以前の私がどんなに酷い性格をしていたとしても、今は大丈夫だよ!」
ルプはキョトンとした表情を向けたが、続けて話した。
「記憶が戻らない限り、私は善人!太鼓判押しちゃう!ルプを傷付けたりしないからね!」
自分の胸をポンと叩きルプに見せつけると、
「ぷっ、あははは!」
ルプは急にお腹を押さえ笑い始めた。
私もつられて大笑いする。
ルプが涙を指で拭いながら言う。
「お嬢様の方から初めてお声をかけてくださって嬉しいのに、笑ってしまい申し訳ありません。」
あまりのキャラ変に、ルプもきっと驚いたのだろう。
「いいのいいの!記憶喪失とはいえ、急に性格が変わったら誰だって笑っちゃうよ!それより、朝から訪ねてくるなんてどうしたの?」
ルプは急に表情を引き締め、ハッとしたように話し始めた。
「朝のお支度です。
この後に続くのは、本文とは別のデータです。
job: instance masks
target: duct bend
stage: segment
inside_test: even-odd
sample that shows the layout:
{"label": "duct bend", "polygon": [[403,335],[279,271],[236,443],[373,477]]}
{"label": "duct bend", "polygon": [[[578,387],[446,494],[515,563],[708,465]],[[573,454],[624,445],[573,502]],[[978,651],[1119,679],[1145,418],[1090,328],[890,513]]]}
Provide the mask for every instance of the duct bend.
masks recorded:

本日はエルゼン王国のブライト第2王子がいらっしゃいます。」
昨晩、弟のメイヤーくんが何か言っていたような気がする。
しかし、その言葉を思い出す間もなく、ルプはさらに続けた。
「ブライト王子は、お嬢様の正式な婚約者です。」
「こ、婚約者!?私に!?」
今まで、勉強と仕事一筋で、まともな恋愛一つしてこなかった私に、こ、こ、婚約者!?
突然現れた婚約者の存在に動揺する私をよそに、ルプの声は落ち着きを帯び、しかしどこか暗さを感じさせるものになった。
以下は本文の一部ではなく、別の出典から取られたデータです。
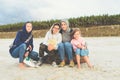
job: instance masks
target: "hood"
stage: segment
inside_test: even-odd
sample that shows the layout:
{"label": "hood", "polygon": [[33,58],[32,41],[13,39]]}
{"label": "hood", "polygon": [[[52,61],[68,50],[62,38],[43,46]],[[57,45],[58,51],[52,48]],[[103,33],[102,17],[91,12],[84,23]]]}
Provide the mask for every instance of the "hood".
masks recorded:
{"label": "hood", "polygon": [[[53,29],[53,27],[55,26],[55,24],[59,24],[59,23],[54,23],[54,24],[51,26],[51,28],[50,28],[49,31],[48,31],[48,32],[50,32],[50,34],[52,34],[52,29]],[[59,31],[58,31],[58,33],[59,33]]]}
{"label": "hood", "polygon": [[70,31],[69,21],[67,19],[63,19],[63,20],[61,20],[60,23],[62,23],[62,22],[66,23],[66,25],[67,25],[67,32],[69,32]]}
{"label": "hood", "polygon": [[[26,24],[27,24],[27,23],[30,23],[30,22],[26,22],[26,23],[24,24],[24,26],[22,27],[22,31],[25,32],[25,33],[28,33],[27,30],[26,30]],[[31,32],[29,32],[28,34],[31,34],[31,33],[32,33],[32,30],[31,30]]]}

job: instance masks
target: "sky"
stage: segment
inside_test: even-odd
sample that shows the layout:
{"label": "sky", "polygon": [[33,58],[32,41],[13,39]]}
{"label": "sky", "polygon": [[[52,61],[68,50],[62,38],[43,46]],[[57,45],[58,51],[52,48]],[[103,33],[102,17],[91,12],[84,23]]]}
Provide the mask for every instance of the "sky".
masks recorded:
{"label": "sky", "polygon": [[120,0],[0,0],[0,25],[120,14]]}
「はい。しかし、この婚約は、エルゼン王国が中立派のアレキサンダード領を取り込むための政略結婚です。」
政略結婚…それならば、感情など関係ないのかもしれない。
私は心を落ち着け、ルプに確認した。
「つまり、この結婚は国のためのものなのね。」
「その通りです。」
ルプの声がさらに暗くなる。
それにしても、ルプは政治事情に詳しいな。
でも、下手に探って彼女を困らすのは止めよう。
今の私にとってルプは秘密を分け合う唯一の味方と呼べる存在なのだから。
時計を確認したルプが、軽やかな口調で言った。
「お嬢様の身支度をする命令をください」
戸惑う私を見て、ルプが説明する。
「使用人は、許可なく主人に触れてはならない契りが交わされています。ですので、お嬢様からのご命令を頂きたいのです。」
命令って言っても…何て言えば…思い付く限りの言葉で命じた。
「ルプ、朝の支度を手伝ってください。」
次の瞬間、ルプの体を不気味な赤紫のオーラが包み込んだ。
オーラはゆっくりと消え、私は言葉を失った。
「…今の、何?」
「従者の契りです。」
ルプは何事もなかったかのように、私の手を取り浴室へと案内した。
「お嬢様のご命令のおかげで、やっと触れることができました。
私たち使用人は、命令がなければアレキサンダード家の方々に触れることは許されないのです。
契りの効果は1時間となります。」
彼女の言葉に不安を感じながらも、私は流されるようにルプの手によって身支度を整えられていった。
「仕上がりました!お嬢様!」
ルプの声に促され、鏡に映る自分の姿を見た瞬間、私は思わず息を呑んだ。
ルプによって手入れされた深紅の髪は一段と鮮やかに艶めき、光を受けてほのかに輝いている。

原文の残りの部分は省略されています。